The Cardiospec technology has already been used to treat about 1,000 patients worldwide, in Europe, Canada, and other regions around the globe. And so far, it seems that about two to three years after the original treatment, patients can experience a relapse. Many patients who undergo treatment don’t change their exercise habits or diets, their blood vessels begin to narrow, and once again their hearts can’t get enough oxygen. “It’s like when patients have undergone a stenting procedure,” Hakim says. “That won’t necessarily be the only stent, because they develop another problem in another area in the heart.”

It’s not that the shockwave treatment has failed. Rather, a patient ends up with the same problem in a different region of his heart. “It’s like maintenance–after a few years, patients can be evaluated, checked again, and then retreated,” Hakim says.

The options available for so-called “refractory angina” patients, who have pain after surgery or aren’t candidates for surgery in the first place, are quite limited, says Timothy Henry, an interventional cardiologist at the Minneapolis Heart Institute who’s not involved in the trial. “We definitely need new options, and this is an interesting one. The preliminary data looks very good, it’s low risk. I think this is a really good option, but it needs to be tested,” Henry says.

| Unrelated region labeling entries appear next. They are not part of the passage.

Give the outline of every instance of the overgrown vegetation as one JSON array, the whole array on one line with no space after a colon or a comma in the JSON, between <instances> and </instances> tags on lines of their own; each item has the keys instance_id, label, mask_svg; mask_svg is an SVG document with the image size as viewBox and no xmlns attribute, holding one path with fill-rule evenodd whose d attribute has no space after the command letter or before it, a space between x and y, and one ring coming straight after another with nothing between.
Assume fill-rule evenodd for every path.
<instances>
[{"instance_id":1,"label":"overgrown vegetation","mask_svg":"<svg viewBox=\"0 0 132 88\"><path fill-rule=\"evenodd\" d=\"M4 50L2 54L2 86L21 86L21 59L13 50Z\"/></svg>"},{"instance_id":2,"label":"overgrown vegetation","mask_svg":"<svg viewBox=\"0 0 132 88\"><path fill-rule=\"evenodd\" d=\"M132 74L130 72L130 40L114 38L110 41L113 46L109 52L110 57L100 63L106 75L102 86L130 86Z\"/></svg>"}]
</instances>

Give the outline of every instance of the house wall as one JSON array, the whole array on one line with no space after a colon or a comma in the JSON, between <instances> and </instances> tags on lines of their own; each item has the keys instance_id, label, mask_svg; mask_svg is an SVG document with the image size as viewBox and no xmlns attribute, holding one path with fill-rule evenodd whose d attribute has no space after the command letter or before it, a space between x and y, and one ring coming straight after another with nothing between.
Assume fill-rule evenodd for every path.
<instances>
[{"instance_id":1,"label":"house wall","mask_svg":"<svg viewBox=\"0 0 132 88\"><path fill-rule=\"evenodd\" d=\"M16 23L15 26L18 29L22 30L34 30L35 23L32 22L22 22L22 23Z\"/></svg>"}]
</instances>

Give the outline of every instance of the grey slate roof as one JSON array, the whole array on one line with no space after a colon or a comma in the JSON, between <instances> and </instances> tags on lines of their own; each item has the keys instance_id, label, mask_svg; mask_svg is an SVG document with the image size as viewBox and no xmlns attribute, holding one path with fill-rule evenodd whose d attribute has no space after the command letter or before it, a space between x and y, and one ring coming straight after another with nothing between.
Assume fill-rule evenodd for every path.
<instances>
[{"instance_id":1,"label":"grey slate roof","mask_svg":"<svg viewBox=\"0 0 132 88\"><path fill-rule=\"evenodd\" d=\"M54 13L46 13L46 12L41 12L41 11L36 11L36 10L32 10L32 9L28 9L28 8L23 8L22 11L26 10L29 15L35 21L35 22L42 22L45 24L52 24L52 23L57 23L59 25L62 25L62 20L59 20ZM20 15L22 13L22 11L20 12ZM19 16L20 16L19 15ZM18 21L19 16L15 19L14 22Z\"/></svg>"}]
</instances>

Lerman and his collaborators hope to complete the safety trial in a few months, and Medispec is aiming for U.S. Food and Drug Administration approval by 2012. Hakim is hopeful that the technology can provide relief for patients who are now completely dependent on oral medications to stem the tide of their angina attacks. “On average, before starting the treatment, the patients took their medication around three times a day. After the therapy, they’re taking it around three times a week. It’s a marked improvement in their quality of life,” he says. “It’s not a cure, but it’s an improvement.”